I definitely think it’s interesting to understand and control whether a model is pursuing a long-horizon goal (though talking about the “goal” of a model seems quite slippery).
I think that most work on alignment doesn’t need to get into the difficulties of defining or arguing about human values. I’m normally focused more on goals like: “does my AI make statements that it knows to be unambiguously false?” (see ELK).

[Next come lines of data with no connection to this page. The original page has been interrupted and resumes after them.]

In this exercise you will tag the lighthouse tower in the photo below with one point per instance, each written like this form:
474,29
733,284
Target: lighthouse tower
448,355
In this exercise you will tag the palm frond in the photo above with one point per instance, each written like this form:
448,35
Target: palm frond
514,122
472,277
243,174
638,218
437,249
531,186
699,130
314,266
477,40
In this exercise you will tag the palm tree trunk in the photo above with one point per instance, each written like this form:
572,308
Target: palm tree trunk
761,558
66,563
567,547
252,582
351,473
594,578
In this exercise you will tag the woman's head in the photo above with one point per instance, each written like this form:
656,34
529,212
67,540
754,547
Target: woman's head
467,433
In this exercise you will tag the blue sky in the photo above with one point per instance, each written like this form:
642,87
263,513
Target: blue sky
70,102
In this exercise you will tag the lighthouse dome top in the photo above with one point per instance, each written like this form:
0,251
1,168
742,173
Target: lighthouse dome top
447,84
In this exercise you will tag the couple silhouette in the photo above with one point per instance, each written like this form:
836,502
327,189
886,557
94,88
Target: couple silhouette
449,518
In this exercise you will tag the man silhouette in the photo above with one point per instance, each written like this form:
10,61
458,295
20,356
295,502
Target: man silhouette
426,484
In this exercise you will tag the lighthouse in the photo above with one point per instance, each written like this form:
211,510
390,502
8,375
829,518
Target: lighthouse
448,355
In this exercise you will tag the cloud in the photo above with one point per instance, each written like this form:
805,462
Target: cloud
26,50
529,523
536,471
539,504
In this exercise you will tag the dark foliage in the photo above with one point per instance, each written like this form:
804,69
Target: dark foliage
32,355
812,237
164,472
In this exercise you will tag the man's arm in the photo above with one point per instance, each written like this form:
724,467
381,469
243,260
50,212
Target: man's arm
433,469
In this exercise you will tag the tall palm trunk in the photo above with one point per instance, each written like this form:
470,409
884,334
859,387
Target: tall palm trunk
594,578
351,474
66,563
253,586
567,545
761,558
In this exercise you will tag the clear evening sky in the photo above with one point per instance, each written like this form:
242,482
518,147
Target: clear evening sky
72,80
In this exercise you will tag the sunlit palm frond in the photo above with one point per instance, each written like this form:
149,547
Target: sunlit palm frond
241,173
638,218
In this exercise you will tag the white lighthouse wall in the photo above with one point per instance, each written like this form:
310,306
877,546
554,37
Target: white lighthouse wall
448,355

There’s a few, for example the classic “Are CEOs Born Leaders?” which uses the same Swedish data and finds a linear relationship of cognitive ability with both log company assets and log CEO pay, though it also concludes that the effect isn’t super large. The main reason there aren’t more is that we generally don’t have good cognitive data on most CEOs. (There are plenty of studies looking at education attainment or other proxies.) You can see this trend in the Dal Bo et al Table cited in the main post as well.
(As an aside, I’m a bit worried about the Swedish dataset, since the cognitive ability of Swedish large-firm CEOs is lower than Herrnstein and Murray (1996)’s estimated cognitive ability of 12.9 million Americans in managerial roles. Maybe something interesting happens with CEOs in Sweden?)
It is very well established that certain CEOs are consistently better than others, i.e. CEO level fixed effects matter significantly to company performance across a broad variety of outcomes.